Judicial appointments

Among presidents who served at least one full term, Carter is the only one who never made an appointment to the Supreme Court.[34] Carter appointed 56 judges to the United States Courts of Appeals, and 203 judges to the United States district courts. Two of his circuit court appointees – Stephen Breyer and Ruth Bader Ginsburg – were later appointed to the Supreme Court by Bill Clinton. Carter was the first president to make demographic diversity a key priority in the selection of judicial nominees.[35] During Carter's presidency, the number of female circuit court judges increased from one to twelve, the number of non-white male circuit judges increased from six to thirteen, the number of female district court judges increased from four to 32, and the number of non-white male district court judges increased from 23 to 55. Carter appointed the first female African-American circuit court judge, Amalya Lyle Kearse, the first Hispanic circuit court judge, Reynaldo Guerra Garza, and the first female Hispanic district court judge, Carmen Consuelo Cerezo.[36] Federal Judicial Center data shows that Carter appointed more women (41) and people of color (57) than had been appointed by all past presidents combined (10 women and 35 people of color).[37]

Domestic affairs

 
Robert Templeton's portrait of President Carter, displayed in the National Portrait Gallery, Washington, D.C.

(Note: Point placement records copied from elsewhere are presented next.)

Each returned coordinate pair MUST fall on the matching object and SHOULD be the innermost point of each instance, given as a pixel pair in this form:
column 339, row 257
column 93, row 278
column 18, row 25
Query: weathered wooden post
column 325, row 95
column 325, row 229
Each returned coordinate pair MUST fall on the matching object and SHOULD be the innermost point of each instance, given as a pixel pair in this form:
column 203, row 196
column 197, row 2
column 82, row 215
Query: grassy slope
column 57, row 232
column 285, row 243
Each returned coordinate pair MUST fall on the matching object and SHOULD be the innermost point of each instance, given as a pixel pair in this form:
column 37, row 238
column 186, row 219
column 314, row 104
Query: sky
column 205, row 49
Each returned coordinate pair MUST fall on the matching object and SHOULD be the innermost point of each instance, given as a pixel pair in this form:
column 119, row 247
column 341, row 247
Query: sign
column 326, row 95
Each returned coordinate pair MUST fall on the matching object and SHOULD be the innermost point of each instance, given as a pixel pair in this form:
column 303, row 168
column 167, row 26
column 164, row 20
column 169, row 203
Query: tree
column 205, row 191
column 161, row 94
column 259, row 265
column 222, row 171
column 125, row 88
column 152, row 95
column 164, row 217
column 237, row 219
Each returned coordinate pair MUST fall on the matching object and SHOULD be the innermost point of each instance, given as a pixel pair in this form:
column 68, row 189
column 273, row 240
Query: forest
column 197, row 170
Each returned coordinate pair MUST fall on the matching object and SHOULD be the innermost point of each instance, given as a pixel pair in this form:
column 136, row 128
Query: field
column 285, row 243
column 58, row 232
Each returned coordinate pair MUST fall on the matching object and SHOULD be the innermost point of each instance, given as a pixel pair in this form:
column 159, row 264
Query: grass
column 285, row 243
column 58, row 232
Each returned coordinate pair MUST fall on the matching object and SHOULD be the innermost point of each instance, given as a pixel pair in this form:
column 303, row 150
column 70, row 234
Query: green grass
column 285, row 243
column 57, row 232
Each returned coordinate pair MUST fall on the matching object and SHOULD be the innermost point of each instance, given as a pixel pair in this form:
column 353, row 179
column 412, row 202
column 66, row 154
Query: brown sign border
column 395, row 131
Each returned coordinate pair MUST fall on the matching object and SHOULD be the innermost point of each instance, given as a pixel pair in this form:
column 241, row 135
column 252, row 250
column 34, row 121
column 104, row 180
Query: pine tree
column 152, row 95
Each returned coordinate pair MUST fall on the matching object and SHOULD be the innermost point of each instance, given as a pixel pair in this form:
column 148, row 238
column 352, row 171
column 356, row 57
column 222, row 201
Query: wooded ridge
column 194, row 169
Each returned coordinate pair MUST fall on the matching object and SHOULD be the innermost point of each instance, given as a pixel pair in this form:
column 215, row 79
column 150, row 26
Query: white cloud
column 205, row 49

President Carter was not a product of the New Deal traditions of liberal Northern Democrats. Instead he traced his ideological background to the Progressive Era. He was thus much more conservative than the dominant liberal wing of the party could accept.[38] British historian Iwan Morgan argues:

Carter traced his political values to early twentieth-century southern progressivism with its concern for economy and efficiency in government and compassion for the poor. He described himself as a fiscal conservative, but liberal on matters like civil rights, the environment, and "helping people to overcome handicaps to lead fruitful lives," an ideological construct that appeared to make him the legatee of Dwight D. Eisenhower rather than Franklin D. Roosevelt.[39]

Relations with Congress

Carter successfully campaigned as a Washington "outsider" critical of both President Gerald Ford and the Democratic Congress; as president, he continued this theme. This refusal to play by the rules of Washington contributed to the Carter administration's difficult relationship with Congress. After the election, the President demanded the power to reorganize the executive branch, alienating powerful Democrats like Speaker Tip O'Neill and Jack Brooks. During the Nixon administration, Congress had passed a series of reforms that removed power from the president, and most members of Congress were unwilling to restore that power even with a Democrat now in office.[40][b] Unreturned phone calls, verbal insults, and an unwillingness to trade political favors soured many on Capitol Hill and affected the president's ability to enact his agenda.[42] In many cases, these failures of communication stemmed not from intentional neglect, but rather from poor organization of the administration's congressional liaison functions.[43] President Carter attempted to woo O'Neill, Senate Majority Leader Robert Byrd, and other members of Congress through personal engagement, but he was generally unable to rally support for his programs through these meetings.[44] Carter also erred in focusing on too many priorities at once, especially in the first months of his presidency.[45] Democrats in Congress were displeased with his moralistic, executive-oriented, rational approach to decision-making and his reluctance to accept standard congressional methods of compromise, patronage, and log-rolling.[46]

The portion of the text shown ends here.